First on the company front. As a player in the Smarthome, we can be the first to attest that hardware is a tough business. And this last week saw signs of what may be two of the first casualties in the space. Wink is said to be up for sale after a number of stumbles, including a high profile recall related to a security problem. And Leeo, a smart lighting and security company, just announced they will be laying off 30% of their staff after raising $39M only 9 months ago.
If that wasn't enough, Argus Insights reported that consumer interest in the Smarthome is tailing off.
Cadie Thompson from Business Intelligence talked to Frank Gillett from Forrester Reasearch about this trend. “One of the things that we hear in our qualitative surveys is people being really concerned about value. Some of them are skeptical.” Gillett said. “But it’s definitely on the early side and people are definitely interested in small, discreet purchases rather than some kind of complex, big thing.”
Ok, so why on earth is a Smarthome company like Korner blogging about the demise of the Smarthome? Well here's the thing, we believe in the Smarthome, we just think that most people are going about it in the wrong way. The recent 'plateau' in Smarthome demand is the result of the early adopter market approaching saturation. Most products in the industry, with their price points and complexity, are tailored to this early adopter crowd, but are ill-suited for everybody else. As we've blogged about before, price and complexity are key to broader adoption. And as Gillett described in not so many words, people need a chance to stick their toe in the water, and then lean on the railing a bit as they guardedly edge into the shallow end of the pool. Forgive me for the redundancy overkill, but we believe most people really are going to be that cautious before they venture into the Smarthome.
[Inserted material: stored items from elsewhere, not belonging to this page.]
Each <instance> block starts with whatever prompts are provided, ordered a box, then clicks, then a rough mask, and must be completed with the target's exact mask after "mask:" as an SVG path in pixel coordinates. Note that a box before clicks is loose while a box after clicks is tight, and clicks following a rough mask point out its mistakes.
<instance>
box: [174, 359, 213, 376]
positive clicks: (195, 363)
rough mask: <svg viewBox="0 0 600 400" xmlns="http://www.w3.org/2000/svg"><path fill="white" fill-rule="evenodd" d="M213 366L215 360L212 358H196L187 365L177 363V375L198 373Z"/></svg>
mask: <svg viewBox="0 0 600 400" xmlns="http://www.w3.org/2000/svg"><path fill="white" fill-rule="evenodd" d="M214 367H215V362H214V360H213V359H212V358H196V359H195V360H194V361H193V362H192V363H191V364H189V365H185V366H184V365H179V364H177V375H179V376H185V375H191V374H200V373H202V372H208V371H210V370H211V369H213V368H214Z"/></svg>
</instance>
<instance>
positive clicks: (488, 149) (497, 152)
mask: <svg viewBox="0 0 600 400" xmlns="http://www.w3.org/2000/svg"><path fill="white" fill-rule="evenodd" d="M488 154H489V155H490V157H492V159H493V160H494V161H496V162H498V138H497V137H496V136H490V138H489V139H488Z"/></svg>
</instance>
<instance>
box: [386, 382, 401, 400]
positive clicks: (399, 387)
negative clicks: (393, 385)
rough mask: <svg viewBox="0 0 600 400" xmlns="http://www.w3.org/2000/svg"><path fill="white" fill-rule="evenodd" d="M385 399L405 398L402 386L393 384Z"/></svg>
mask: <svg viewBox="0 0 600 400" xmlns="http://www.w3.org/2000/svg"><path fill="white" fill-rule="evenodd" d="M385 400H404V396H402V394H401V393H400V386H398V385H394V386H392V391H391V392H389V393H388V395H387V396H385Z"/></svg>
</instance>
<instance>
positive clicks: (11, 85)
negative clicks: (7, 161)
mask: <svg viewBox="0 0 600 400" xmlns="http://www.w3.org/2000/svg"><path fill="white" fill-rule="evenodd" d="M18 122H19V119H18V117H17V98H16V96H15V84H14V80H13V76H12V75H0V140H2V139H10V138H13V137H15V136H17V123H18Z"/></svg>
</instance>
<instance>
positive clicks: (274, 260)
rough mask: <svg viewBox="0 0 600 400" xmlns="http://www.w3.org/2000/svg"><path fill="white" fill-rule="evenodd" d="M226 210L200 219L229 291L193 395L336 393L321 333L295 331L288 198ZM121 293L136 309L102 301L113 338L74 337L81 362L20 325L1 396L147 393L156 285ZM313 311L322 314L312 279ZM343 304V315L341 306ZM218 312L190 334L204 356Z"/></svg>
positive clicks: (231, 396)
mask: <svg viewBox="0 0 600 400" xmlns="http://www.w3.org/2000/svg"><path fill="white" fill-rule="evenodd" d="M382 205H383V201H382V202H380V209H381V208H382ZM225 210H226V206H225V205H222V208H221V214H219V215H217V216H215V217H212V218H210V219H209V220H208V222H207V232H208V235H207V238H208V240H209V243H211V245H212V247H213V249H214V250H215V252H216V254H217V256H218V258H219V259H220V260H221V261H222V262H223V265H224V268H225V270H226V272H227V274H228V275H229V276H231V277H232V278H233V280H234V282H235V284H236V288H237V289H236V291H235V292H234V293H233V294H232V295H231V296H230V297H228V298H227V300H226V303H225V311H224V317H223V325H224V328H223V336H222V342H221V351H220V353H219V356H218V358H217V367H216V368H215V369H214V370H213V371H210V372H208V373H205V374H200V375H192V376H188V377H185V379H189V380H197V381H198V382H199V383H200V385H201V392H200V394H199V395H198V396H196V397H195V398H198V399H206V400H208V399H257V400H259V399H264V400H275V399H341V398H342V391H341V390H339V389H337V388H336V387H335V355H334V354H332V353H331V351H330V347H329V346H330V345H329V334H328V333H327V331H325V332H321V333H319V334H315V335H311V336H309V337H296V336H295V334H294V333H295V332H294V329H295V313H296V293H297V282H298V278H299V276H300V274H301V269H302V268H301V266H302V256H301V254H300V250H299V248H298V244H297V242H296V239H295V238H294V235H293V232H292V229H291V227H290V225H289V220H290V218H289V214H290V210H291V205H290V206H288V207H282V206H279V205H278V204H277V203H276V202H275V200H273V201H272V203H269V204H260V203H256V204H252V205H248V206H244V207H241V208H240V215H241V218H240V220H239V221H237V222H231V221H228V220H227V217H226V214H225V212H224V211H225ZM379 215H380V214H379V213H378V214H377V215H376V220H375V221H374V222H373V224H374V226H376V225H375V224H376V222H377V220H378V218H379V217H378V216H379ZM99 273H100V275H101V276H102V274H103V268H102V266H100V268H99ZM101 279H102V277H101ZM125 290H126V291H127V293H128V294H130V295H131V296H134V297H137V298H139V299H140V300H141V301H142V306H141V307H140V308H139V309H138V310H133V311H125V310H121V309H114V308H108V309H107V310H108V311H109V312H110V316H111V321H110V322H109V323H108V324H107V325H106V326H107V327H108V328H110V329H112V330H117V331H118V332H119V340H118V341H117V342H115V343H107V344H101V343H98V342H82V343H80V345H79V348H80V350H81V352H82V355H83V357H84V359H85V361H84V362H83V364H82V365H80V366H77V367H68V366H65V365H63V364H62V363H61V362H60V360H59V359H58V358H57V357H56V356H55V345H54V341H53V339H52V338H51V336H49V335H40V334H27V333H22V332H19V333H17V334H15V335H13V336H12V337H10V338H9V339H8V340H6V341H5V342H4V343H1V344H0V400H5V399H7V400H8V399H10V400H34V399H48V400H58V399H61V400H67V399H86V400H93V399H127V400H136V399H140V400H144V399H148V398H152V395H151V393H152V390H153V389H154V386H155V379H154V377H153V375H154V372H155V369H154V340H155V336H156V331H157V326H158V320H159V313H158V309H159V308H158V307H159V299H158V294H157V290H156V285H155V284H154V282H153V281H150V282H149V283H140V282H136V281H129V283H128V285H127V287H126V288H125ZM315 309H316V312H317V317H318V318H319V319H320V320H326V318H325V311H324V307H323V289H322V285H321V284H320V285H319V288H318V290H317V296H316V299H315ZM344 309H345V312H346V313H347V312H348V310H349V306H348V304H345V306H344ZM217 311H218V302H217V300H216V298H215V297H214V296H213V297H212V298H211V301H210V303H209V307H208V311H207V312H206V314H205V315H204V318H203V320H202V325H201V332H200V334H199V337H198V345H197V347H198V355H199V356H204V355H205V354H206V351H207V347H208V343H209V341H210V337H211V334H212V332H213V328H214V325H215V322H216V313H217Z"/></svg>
Our belief is that most normal folks see some value in the Smarthome, but not enough to fork out a couple of hundred dollars from the start.
That's why at Korner we took pains to strip down the notion of home security to its barest essentials, which allowed a price point that doesn't require a lot of soul searching to get to a purchase decision. At less that $100, most people can dip their toe in the water, instead of doing a cannonball into the deep end. And with zigbee, a standardized wireless platform, there are plenty of options for expansion in the future, when time and budget permit.
So although the Smarthome may be saddled to the commode this week, not to worry. It'll be back on the road in no time.